Minister Delegate for Artificial Intelligence and Digital Technologies
- In office 21 September 2024 – 5 October 2025
- Prime Minister: Michel Barnier François Bayrou
- Preceded by: Marina Ferrari
- Succeeded by: Naïma Moutchou

Personal details
- Born: 14 June 1989 (age 37)
- Education: ESSEC Business School (MS) Harvard Business School (MBA)

= Clara Chappaz =

French politician (born 1989)

Clara Chappaz (born 14 June 1989) is a French politician who served as Minister Delegate for artificial intelligence and digital technologies in the successive government of Prime Ministers Michel Barnier and François Bayrou from 2024 to 2025.

==Career==
From 2021 to 2024, Chappaz served as director of French Tech, and from 2019 to 2021, she was a director of Vestiaire Collective.
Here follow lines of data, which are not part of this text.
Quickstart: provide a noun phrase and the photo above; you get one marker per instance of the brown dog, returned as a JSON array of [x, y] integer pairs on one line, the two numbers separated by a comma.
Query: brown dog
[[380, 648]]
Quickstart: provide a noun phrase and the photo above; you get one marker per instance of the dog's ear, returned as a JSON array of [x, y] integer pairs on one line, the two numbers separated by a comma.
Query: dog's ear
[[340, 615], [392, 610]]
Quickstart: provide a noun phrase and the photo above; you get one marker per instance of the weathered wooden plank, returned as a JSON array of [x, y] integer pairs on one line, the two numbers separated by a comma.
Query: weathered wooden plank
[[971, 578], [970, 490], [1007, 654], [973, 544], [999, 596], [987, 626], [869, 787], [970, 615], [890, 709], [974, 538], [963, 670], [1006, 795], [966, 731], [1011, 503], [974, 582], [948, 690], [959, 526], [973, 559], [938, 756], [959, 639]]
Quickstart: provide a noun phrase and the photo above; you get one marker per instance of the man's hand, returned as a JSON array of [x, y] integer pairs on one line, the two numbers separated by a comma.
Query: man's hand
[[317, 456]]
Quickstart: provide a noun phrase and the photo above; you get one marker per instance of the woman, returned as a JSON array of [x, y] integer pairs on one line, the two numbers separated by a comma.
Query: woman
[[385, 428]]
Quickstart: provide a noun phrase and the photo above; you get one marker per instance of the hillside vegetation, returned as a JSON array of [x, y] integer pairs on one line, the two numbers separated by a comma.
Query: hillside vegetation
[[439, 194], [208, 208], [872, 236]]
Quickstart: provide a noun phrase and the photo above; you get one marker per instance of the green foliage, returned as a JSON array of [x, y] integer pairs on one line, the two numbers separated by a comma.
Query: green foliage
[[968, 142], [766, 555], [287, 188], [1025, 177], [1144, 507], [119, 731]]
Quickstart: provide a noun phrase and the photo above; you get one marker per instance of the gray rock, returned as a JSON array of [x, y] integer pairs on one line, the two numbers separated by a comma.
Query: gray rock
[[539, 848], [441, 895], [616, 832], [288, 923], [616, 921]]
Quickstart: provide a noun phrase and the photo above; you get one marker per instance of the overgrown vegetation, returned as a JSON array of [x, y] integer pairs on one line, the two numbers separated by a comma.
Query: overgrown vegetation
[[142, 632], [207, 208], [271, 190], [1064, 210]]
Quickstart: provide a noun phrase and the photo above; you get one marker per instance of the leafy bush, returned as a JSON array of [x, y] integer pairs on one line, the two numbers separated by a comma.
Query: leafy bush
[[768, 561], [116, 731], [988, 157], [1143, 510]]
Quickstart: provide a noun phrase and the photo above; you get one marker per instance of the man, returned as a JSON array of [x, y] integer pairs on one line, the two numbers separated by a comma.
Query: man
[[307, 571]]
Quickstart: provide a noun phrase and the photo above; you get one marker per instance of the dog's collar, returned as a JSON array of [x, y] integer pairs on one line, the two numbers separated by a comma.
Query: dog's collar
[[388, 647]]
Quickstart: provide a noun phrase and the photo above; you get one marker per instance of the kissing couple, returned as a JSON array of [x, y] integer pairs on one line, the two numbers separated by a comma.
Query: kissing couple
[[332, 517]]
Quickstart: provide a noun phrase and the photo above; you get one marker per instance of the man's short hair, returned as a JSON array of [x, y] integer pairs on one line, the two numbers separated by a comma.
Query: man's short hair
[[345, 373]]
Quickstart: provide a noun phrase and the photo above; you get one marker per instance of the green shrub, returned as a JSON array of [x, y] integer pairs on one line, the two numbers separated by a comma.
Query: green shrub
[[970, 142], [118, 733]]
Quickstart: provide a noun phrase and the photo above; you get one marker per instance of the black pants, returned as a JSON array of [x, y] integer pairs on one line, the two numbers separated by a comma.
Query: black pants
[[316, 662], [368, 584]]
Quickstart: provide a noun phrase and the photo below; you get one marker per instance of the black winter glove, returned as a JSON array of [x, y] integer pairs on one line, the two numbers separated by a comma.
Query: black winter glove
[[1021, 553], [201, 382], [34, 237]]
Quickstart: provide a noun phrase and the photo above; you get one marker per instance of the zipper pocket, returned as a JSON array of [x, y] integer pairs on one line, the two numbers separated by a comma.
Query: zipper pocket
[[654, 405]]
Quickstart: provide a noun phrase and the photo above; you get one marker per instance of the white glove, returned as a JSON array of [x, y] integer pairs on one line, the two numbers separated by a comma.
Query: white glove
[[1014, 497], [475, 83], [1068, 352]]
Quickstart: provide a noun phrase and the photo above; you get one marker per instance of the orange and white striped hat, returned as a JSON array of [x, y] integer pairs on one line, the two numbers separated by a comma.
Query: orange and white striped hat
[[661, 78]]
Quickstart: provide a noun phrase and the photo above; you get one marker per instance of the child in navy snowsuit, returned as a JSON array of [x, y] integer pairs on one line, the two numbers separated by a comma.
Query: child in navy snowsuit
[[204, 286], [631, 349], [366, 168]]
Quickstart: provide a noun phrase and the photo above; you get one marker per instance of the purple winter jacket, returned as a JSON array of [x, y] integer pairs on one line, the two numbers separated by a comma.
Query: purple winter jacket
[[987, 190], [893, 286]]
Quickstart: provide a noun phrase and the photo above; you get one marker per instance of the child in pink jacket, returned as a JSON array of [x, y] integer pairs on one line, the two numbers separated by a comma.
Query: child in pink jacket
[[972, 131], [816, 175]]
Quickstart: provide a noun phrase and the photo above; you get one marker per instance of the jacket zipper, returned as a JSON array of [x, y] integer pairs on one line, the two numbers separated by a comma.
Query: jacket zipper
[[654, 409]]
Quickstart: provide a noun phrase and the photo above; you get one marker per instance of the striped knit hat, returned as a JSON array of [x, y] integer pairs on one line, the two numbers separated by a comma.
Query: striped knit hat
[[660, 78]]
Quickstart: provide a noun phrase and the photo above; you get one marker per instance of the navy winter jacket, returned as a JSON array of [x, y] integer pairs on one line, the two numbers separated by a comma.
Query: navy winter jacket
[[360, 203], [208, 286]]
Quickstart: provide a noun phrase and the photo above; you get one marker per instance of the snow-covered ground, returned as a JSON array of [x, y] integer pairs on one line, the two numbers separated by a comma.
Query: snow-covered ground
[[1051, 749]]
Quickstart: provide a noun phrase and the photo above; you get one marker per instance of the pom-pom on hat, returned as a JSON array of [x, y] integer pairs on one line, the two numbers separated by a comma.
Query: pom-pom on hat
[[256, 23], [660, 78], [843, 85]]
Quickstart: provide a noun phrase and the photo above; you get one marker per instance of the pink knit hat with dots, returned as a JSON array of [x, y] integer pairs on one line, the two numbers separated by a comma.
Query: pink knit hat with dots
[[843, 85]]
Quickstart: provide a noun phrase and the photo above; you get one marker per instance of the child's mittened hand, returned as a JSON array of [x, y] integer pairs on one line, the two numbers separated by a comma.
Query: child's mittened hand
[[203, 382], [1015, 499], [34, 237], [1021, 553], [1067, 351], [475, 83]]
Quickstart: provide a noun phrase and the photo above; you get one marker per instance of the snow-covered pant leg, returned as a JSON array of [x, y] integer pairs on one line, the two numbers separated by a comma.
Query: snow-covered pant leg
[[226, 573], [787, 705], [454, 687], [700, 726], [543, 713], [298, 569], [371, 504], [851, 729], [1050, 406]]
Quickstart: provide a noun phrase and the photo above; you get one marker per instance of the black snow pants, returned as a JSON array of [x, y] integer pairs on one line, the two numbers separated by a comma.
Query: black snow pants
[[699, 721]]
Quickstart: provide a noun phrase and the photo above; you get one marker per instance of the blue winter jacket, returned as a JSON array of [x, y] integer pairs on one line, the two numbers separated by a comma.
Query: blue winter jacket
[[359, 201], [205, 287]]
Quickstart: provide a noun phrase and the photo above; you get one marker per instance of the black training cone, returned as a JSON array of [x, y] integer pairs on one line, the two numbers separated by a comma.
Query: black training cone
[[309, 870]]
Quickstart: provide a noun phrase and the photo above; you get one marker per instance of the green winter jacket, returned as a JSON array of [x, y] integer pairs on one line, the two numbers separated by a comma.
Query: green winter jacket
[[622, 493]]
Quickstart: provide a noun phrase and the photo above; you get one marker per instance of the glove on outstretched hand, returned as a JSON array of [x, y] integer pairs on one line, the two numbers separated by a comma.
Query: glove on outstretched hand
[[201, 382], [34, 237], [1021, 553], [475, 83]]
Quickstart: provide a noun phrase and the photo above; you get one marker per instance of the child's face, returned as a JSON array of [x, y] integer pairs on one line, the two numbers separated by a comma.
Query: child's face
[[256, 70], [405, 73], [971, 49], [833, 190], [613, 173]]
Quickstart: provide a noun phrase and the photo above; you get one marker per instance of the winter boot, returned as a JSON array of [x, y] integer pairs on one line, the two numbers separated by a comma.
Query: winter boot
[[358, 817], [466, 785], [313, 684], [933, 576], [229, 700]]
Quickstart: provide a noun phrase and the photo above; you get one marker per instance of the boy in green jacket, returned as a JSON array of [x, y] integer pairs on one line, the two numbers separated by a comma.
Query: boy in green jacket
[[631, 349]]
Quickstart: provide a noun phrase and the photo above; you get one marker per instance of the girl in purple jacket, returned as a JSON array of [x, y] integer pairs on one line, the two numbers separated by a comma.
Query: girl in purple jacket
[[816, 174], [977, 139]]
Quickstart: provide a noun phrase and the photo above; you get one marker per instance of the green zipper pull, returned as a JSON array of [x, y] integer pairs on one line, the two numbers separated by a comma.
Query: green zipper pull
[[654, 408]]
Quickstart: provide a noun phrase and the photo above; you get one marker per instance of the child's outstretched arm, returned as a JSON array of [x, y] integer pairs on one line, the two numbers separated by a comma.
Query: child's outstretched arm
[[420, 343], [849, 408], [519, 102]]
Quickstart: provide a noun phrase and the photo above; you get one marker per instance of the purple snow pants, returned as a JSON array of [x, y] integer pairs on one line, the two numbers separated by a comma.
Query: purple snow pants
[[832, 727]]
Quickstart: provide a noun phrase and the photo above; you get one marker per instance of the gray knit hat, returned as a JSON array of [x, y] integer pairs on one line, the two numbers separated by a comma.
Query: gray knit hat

She previously served as director general of Zalora, starting in 2015.

On 21 September 2024, she became secretary of state for artificial intelligence and digital technologies in the government of Michel Barnier.
 On 21 October 2024, while in office, she gave birth to her second child.

After the Barnier government was toppled by a motion of no confidence, she retained her portfolio in the government of François Bayrou on 23 December 2024, while being promoted as a Minister Delegate.